Ezra - there are no servers (At present). The HDR1000/1010S is well locked down - It has what looks like an encrypted filing system on all except one user partition used to hold imported data only.
I rather think we shall not see custom firmware on this unit.
If the promised DLNA server arrives (with rights protection) then that's my main interest filled.

Graham types faster than me!
 
The key to custom firmware for the HD/HDR-FOX (and presumably Foxsat) is that firmware updates are made available for download and application via a USB programming process - which is amenable to examination and modification. Are updates for the 1000/1010 made available in the same way?
 
The key to custom firmware for the HD/HDR-FOX (and presumably Foxsat) is that firmware updates are made available for download and application via a USB programming process - which is amenable to examination and modification. Are updates for the 1000/1010 made available in the same way?
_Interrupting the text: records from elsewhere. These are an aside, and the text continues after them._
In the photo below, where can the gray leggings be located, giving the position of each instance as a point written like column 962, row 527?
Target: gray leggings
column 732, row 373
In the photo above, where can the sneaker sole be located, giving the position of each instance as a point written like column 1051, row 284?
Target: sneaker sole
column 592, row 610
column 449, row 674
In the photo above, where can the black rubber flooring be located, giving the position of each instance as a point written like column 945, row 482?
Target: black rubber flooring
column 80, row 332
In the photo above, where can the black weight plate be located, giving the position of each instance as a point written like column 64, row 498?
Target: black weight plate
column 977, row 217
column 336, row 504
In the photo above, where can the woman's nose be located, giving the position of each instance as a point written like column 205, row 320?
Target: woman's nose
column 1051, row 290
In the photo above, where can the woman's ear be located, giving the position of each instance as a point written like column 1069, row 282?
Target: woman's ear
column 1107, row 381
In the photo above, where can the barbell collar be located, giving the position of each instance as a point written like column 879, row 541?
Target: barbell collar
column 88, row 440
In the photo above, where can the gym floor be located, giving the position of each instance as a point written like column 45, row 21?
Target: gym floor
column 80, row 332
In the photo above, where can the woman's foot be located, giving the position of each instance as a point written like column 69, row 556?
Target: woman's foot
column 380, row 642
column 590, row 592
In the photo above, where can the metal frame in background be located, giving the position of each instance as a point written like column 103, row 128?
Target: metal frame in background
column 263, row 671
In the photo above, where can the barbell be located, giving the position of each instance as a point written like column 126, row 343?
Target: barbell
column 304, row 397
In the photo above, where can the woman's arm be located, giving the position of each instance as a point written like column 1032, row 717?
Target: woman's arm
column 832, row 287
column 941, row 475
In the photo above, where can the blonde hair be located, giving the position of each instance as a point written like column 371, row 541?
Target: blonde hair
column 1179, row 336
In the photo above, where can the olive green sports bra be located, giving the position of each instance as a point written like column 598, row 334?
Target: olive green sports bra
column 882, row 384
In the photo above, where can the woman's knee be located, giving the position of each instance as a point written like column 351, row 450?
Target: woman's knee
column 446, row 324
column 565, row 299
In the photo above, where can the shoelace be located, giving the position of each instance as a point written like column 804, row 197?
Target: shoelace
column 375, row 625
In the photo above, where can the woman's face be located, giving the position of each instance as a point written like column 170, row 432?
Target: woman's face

That's immaterial. As Graham and REPASSAC have already said, the operating system is on a partition encrypted using LUKS, unlike the HD/HDR Fox T2 and Foxsat HDR which simply use squashfs which can be easily unpacked.
 
I am informed that firmware is available as a download, so is the download itself encrypted or is it only encrypted in the process of writing it to the encrypted file system? If the latter, it should still be possible to modify a download and install it, and even if of limited utility it might then still provide a chink in the armour.
 
There is a much more fundamental problem as I see it, unless one of the very few people capable of producing Custom Firmware (af123 / Raydon etc.) actually owns a 1010S, it is very unlikely that they will develop Custom Firmware for it, because they would have nothing to test the code on. Conversely if any of them do own the 1010S they would probably have already looked into the CF side of things
 
I am informed that firmware is available as a download, so is the download itself encrypted or is it only encrypted in the process of writing it to the encrypted file system? If the latter, it should still be possible to modify a download and install it, and even if of limited utility it might then still provide a chink in the armour.
BH, why do you continue to question what I and others have stated ? Which part of "That's immaterial" with respect to the .hdf did you not understand ?. Do you honestly believe that I had not explored such possibilities before commenting as I did ? I am not in the habit of making statements unless I am sure of my facts. I think that you fail to grasp the basic makeup of an .hdf file so let me try and explain in terms that a technical author should understand. An .hdf is an image of the various flash ROM blocks held within a container file. The loader writes these block images into the correct addresses when you flash the firmware. One of the blocks will contain the linux kernel, another the root file system, another the humaxtv binary, etc, etc. On the Foxsat and T2 these block images are 'in the clear', albeit compressed using squashfs. On the 1010S these blocks hold a LUKS encrypted file system. So it's not case of writing stuff to an encrypted file system, the .hdf is the encrypted file system.

Sent from the deli counter using my Samsung Galaxy S2.
 
Sorry, I didn't realise you are not open to technical discussion. Thank you for the explanation, which as far as I am aware had been lacking. As far as technical authoring is concerned, yes we did often have to virtually torture the engineers to provide the detail we required. As an engineer, I may not have specific domain knowledge, but I can spot when the information is incomplete.
 
If the .hdf is distributed as an encrypted image, is it not the case that the file system encryption key must be common to all units instead of (as per the HD/HDR-FOX recordings encryption) unique to each unit? I admit it's a long shot, but with a common key it may be discoverable - particularly if there are several revisions of firmware .hdfs available as the differences between payload will be relatively minor. I'll get Bletchley Park onto it!
 
Two posts and god knows how many edits to get the slant on it that satisfies your ego. OK BH you win.